When a very close family friend was diagnosed with ALS, I needed to know what it was, what it’s going to do to him, and who this man was whose name is synonymous with this still incurable disease. Jonathan Eig’s definitive biography, Luckiest Man: The Life and Death of Lou Gehrig (Simon & Schuster, 2005) leaped out at me from the thrift store shelf a few weeks before I would join my friend and his incredible team of supporters at this year’s ALS Association’s Walk to D’Feet ALS. I finished the book the night before meeting everyone at the boardwalk to celebrate our nearly $10,000 fundraising success. (See a photo here.)

I felt closer to my friend after reading the book, but I also felt closer to those at the Walk who sported #4 Yankee jerseys; the first uniform number, I had just learned, to be retired with its player. The last few chapters of Eig’s book describing the progression of Gehrig’s disease were hard to get through and it is not necessary for me to review them here. What I’d like to do is share just a few of the things I learned about Lou Gehrig, the man, that have stayed with me. It is a tribute I make between the lines to the man I have known all my life and, as Eig clearly believes about Gehrig, should not ever be defined by this awful disease.

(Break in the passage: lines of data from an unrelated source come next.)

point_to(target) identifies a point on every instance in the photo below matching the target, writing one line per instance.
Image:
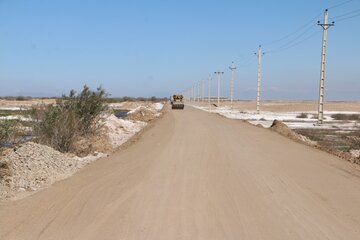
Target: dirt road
(194, 175)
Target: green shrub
(302, 115)
(8, 132)
(340, 116)
(73, 116)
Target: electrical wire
(292, 33)
(345, 14)
(297, 43)
(346, 18)
(340, 4)
(289, 43)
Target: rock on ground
(284, 130)
(31, 166)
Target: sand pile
(143, 113)
(31, 166)
(284, 130)
(119, 131)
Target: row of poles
(193, 93)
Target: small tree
(8, 132)
(75, 115)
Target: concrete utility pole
(259, 54)
(325, 27)
(218, 75)
(199, 85)
(232, 68)
(193, 93)
(209, 97)
(202, 97)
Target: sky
(157, 48)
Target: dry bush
(302, 115)
(72, 117)
(8, 132)
(4, 170)
(340, 116)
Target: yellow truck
(177, 101)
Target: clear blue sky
(147, 48)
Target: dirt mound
(284, 130)
(144, 114)
(31, 166)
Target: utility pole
(209, 97)
(199, 83)
(232, 68)
(202, 97)
(325, 27)
(193, 93)
(218, 76)
(259, 55)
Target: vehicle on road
(177, 101)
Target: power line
(292, 41)
(345, 14)
(293, 33)
(342, 19)
(297, 43)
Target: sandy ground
(24, 104)
(293, 106)
(195, 175)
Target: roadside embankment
(30, 166)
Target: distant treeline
(135, 99)
(109, 99)
(24, 98)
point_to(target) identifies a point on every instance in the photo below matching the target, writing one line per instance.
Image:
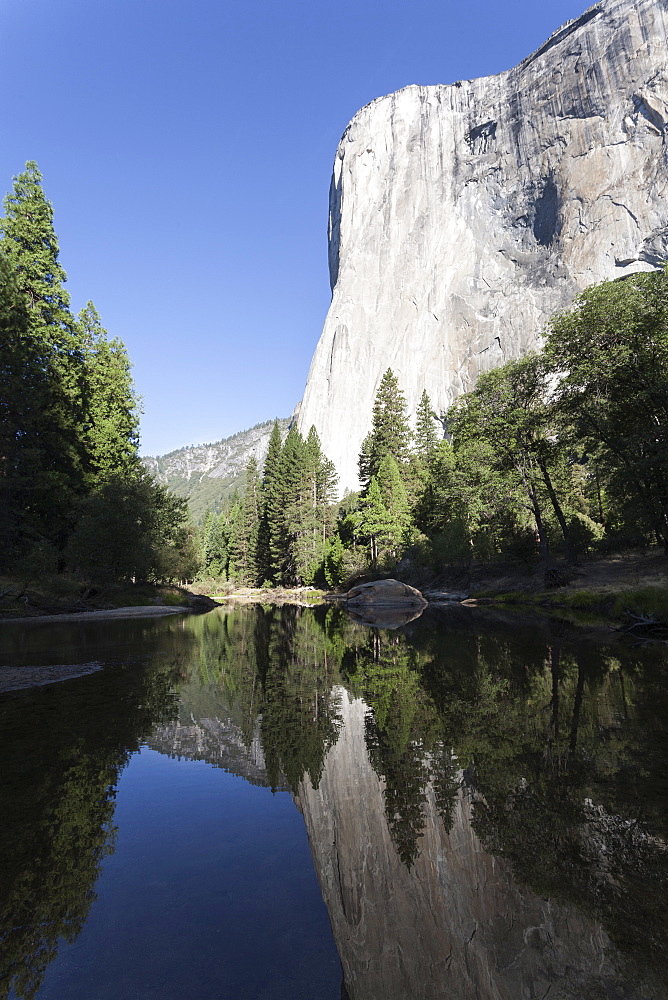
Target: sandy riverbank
(148, 611)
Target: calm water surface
(281, 803)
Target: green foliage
(390, 433)
(334, 562)
(426, 436)
(111, 428)
(610, 356)
(131, 528)
(70, 479)
(244, 524)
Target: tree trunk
(563, 524)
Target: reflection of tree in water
(563, 750)
(277, 665)
(300, 710)
(62, 751)
(560, 747)
(402, 737)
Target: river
(268, 803)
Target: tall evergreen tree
(390, 433)
(290, 482)
(110, 402)
(29, 246)
(270, 514)
(245, 519)
(309, 515)
(426, 437)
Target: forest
(74, 496)
(549, 458)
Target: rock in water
(463, 216)
(385, 593)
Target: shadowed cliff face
(463, 216)
(455, 924)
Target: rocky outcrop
(384, 603)
(463, 216)
(457, 924)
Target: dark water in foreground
(279, 803)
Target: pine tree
(269, 506)
(395, 499)
(29, 246)
(390, 433)
(110, 402)
(426, 437)
(373, 521)
(309, 515)
(288, 487)
(245, 519)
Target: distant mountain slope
(206, 474)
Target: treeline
(560, 453)
(277, 532)
(73, 493)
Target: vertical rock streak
(463, 216)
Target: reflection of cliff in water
(456, 924)
(216, 741)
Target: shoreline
(135, 611)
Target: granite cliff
(462, 216)
(458, 924)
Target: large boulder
(384, 594)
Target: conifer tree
(245, 519)
(269, 506)
(111, 404)
(29, 246)
(373, 521)
(426, 437)
(288, 487)
(395, 500)
(309, 515)
(390, 433)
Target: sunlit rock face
(463, 216)
(457, 925)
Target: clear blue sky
(187, 146)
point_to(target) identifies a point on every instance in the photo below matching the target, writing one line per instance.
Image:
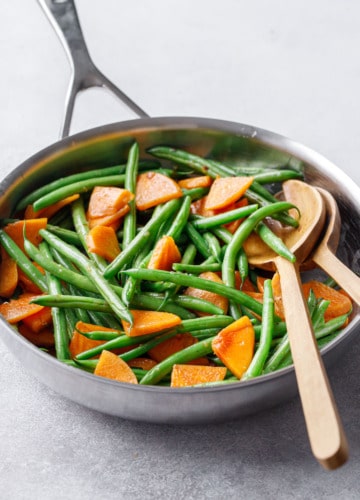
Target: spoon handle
(348, 280)
(325, 431)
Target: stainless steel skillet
(109, 144)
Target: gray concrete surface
(291, 67)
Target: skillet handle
(84, 74)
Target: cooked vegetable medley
(138, 272)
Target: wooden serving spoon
(324, 253)
(326, 434)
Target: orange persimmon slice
(153, 188)
(114, 220)
(234, 345)
(9, 276)
(187, 375)
(43, 338)
(32, 227)
(165, 254)
(339, 302)
(49, 211)
(27, 284)
(215, 298)
(40, 320)
(144, 363)
(146, 322)
(79, 343)
(17, 309)
(113, 367)
(103, 241)
(175, 344)
(195, 182)
(227, 190)
(106, 200)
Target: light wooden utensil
(324, 253)
(325, 431)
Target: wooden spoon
(324, 254)
(326, 435)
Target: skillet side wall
(227, 141)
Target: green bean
(101, 335)
(197, 304)
(146, 346)
(180, 157)
(284, 347)
(223, 234)
(67, 235)
(258, 194)
(197, 324)
(230, 380)
(197, 240)
(311, 302)
(205, 333)
(236, 170)
(164, 212)
(129, 225)
(274, 175)
(240, 235)
(213, 245)
(317, 317)
(61, 338)
(58, 270)
(151, 302)
(91, 271)
(243, 265)
(196, 282)
(195, 193)
(202, 223)
(23, 261)
(194, 351)
(321, 342)
(77, 187)
(207, 265)
(82, 229)
(219, 169)
(274, 242)
(279, 330)
(65, 181)
(257, 363)
(117, 343)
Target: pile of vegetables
(138, 272)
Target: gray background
(291, 67)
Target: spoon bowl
(324, 254)
(326, 435)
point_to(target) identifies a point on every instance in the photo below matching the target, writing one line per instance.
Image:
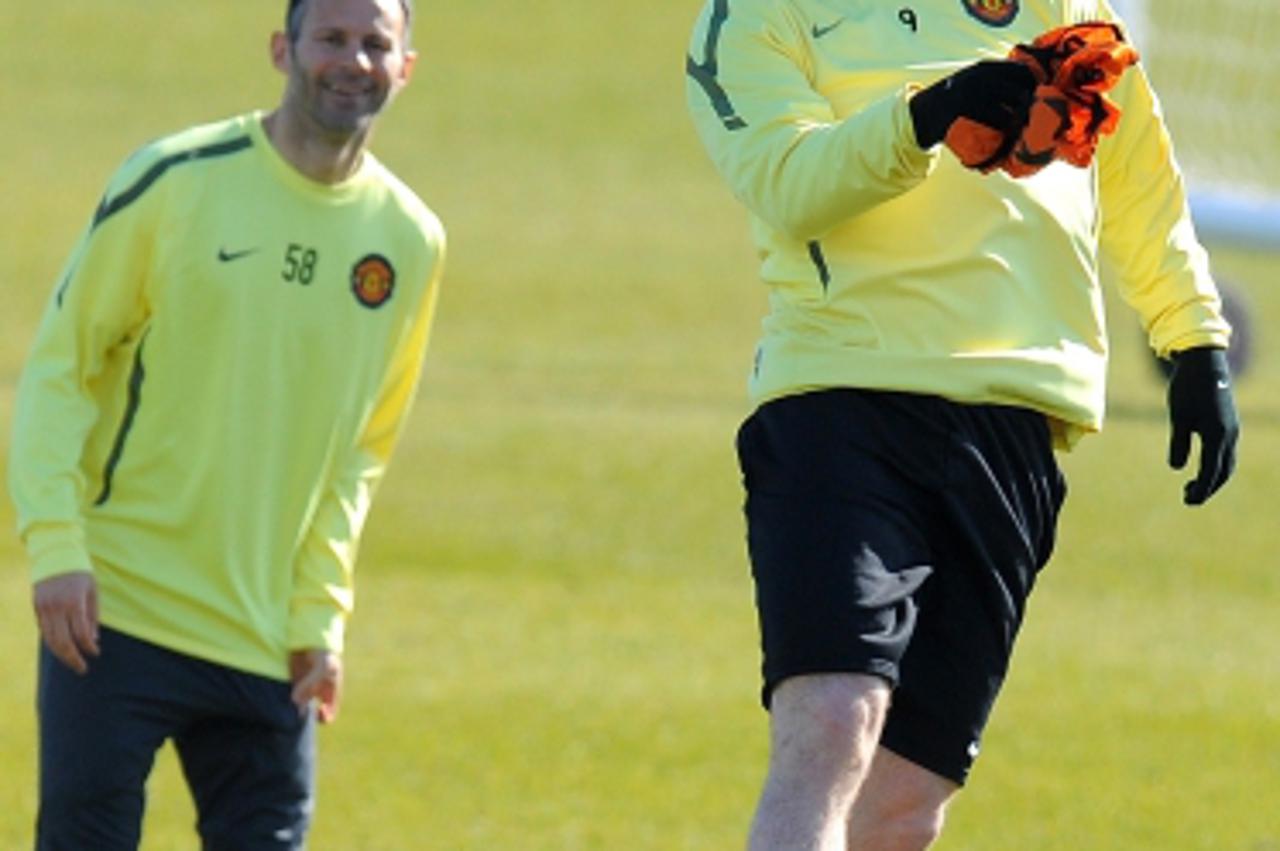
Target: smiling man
(213, 396)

I believe that Eig gives us the greatest opportunity to remember him by something else with this simple, unadorned passage: “Gehrig, who played in more interracial games than most, was one of the few white ballplayers of his era to go on record in support of integration. ‘There is no room in baseball for discrimination,’ he said once. ‘It is our national pastime and a game for all.’ (p.109)

As a bibliophile, this understated moment is also one of my favorites: After talking to a reporter in 1936 during the All-Star Games, “Gehrig reached for the check and told [the reporter] he was eager to get back to the hotel so he could finish reading a book.” (p.211)

Eig’s book not only inspired my admiration for Lou Gehrig, the man, but also a nostalgia for a time in professional sports and celebrity way before my own.

Lou Gehrig…was a national hero and superstar athlete who enjoyed few of fame’s rewards. He exemplified the nation’s most cherished virtues. He had worked hard, climbed from poverty, and been kind to his mother. He was handsome, strong, and well behaved. Yet he had made no effort to capitalize on the Horatio Alger story that was his life. He was content to play the game he loved, play it hard, and go home to a nice, quiet dinner… [Babe] Ruth would make more money endorsing breakfast cereal than most players earned over the course of their entire careers. Gehrig had few endorsement contracts… Ruth had already been the subject of several biographies, but no one wrote books about Gehrig. (p.178)

Thank you Jonathan Eig, for writing this one.